枚举\(\max(i,j)\)，式子变为：\(2\sum_{i=1}^ni\sum_{j=1}^i\sigma_1(ij)-\sum_{i=1}^ni\sigma_1(i^2)\)

这里不加证明地给出结论：\(\sigma_1^k(ij)=\sum_{p|i}\sum_{q|j}(p\frac{j}{q})^k[\gcd(p,q)=1]\)
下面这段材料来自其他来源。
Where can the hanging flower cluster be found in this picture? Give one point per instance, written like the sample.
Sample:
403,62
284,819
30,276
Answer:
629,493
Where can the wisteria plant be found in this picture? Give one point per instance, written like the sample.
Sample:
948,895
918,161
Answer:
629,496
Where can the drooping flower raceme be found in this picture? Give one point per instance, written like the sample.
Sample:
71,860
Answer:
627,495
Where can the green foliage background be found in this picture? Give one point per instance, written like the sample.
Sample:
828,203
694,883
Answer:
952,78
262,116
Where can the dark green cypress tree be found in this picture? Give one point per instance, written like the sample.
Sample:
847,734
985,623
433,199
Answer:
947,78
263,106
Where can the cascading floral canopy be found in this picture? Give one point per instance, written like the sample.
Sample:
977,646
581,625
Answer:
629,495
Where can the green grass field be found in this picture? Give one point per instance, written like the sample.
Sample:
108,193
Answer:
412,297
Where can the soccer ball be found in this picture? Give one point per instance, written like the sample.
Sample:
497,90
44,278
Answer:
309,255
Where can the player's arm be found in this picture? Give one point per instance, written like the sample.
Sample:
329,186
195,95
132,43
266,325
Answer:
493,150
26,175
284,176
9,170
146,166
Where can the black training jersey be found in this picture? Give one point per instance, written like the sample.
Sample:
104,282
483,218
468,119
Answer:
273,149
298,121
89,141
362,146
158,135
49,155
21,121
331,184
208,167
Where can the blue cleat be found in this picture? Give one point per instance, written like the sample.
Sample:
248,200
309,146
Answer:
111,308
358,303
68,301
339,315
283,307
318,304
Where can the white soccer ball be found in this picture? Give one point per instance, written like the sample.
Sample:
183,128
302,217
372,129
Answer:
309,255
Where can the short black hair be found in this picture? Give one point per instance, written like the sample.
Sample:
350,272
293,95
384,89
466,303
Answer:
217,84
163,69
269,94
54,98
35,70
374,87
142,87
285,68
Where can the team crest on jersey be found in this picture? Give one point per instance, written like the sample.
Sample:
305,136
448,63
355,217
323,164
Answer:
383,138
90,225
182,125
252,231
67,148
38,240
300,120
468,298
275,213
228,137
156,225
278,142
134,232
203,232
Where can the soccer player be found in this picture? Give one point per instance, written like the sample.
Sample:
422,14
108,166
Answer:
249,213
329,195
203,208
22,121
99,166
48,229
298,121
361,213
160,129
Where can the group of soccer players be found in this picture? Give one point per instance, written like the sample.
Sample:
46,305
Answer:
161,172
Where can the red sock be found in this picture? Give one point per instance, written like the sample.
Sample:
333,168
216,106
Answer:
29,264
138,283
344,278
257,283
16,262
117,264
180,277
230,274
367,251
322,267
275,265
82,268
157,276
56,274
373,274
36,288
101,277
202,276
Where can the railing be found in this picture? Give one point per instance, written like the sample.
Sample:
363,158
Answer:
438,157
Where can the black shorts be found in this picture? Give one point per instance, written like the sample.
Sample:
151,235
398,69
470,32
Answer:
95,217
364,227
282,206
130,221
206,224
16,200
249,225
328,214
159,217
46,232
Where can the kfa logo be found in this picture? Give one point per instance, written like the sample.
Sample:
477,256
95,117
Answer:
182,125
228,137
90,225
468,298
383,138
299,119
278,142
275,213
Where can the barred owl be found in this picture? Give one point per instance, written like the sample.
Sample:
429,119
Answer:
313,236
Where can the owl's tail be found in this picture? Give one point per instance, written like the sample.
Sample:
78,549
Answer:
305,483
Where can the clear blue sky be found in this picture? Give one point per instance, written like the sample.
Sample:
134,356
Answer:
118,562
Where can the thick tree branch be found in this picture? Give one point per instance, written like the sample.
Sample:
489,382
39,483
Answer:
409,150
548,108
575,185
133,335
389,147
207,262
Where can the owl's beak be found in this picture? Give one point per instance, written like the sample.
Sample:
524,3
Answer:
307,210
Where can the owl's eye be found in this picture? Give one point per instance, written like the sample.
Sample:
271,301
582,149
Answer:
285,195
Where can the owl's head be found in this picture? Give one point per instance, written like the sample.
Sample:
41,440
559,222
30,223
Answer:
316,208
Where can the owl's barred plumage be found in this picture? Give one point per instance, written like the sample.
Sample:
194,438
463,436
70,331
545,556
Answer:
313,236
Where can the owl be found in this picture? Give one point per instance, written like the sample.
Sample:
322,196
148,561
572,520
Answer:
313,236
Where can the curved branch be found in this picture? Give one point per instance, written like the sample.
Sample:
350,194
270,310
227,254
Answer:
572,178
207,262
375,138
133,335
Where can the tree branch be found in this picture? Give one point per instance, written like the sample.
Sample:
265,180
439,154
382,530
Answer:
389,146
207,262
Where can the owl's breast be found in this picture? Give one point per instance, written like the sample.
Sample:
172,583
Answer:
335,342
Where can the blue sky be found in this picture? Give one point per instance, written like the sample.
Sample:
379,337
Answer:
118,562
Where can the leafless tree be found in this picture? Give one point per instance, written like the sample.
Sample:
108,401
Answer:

先看右边部分，可以线性筛\(\sigma_1(n^2)\)。

（筛约数个数和的方法：\(\sigma_1(n=\prod_{i=1}^mp_i^{e_i})=\prod_{i=1}^m(1+p_i+\cdots+p_i^{e_i})\)，筛平方的约数个数和类似，事实上任意\(k\)次方的都能筛）

或者也可以推式子：

\(\sum_{i=1}^ni\sigma_1(i^2)\)

\(=\sum_{i=1}^ni\sum_{p|i}\sum_{q|i}p\frac iq\sum_{d|p,d|q}\mu(d)\)

\(=\sum_{i=1}^ni\sum_{p|i}\sum_{q|i}p\frac iq\sum_{d|p,d|q}\mu(d)\)

\(=\sum_{i=1}^ni\sum_{d|i}\mu(d)\sum_{d|p}^ip\sum_{d|q}^i\frac iq\)

\(=\sum_{i=1}^ni\sum_{d|i}\mu(d)\sum_{p|\frac id}^idp\sum_{q|\frac id}^i\frac i{dq}\)

\(=\sum_{i=1}^ni\sum_{d|i}\mu(d)d\sigma_1(\frac id)^2\)

左边部分类似，直接写结论了：

\(\sum_{i=1}^ni\sum_{j=1}^i\sigma_1(ij)=\sum_{i=1}i\sum_{d|i}\mu(\frac id)(\frac id)\sigma_1(d)S_{\sigma_1}(d)\)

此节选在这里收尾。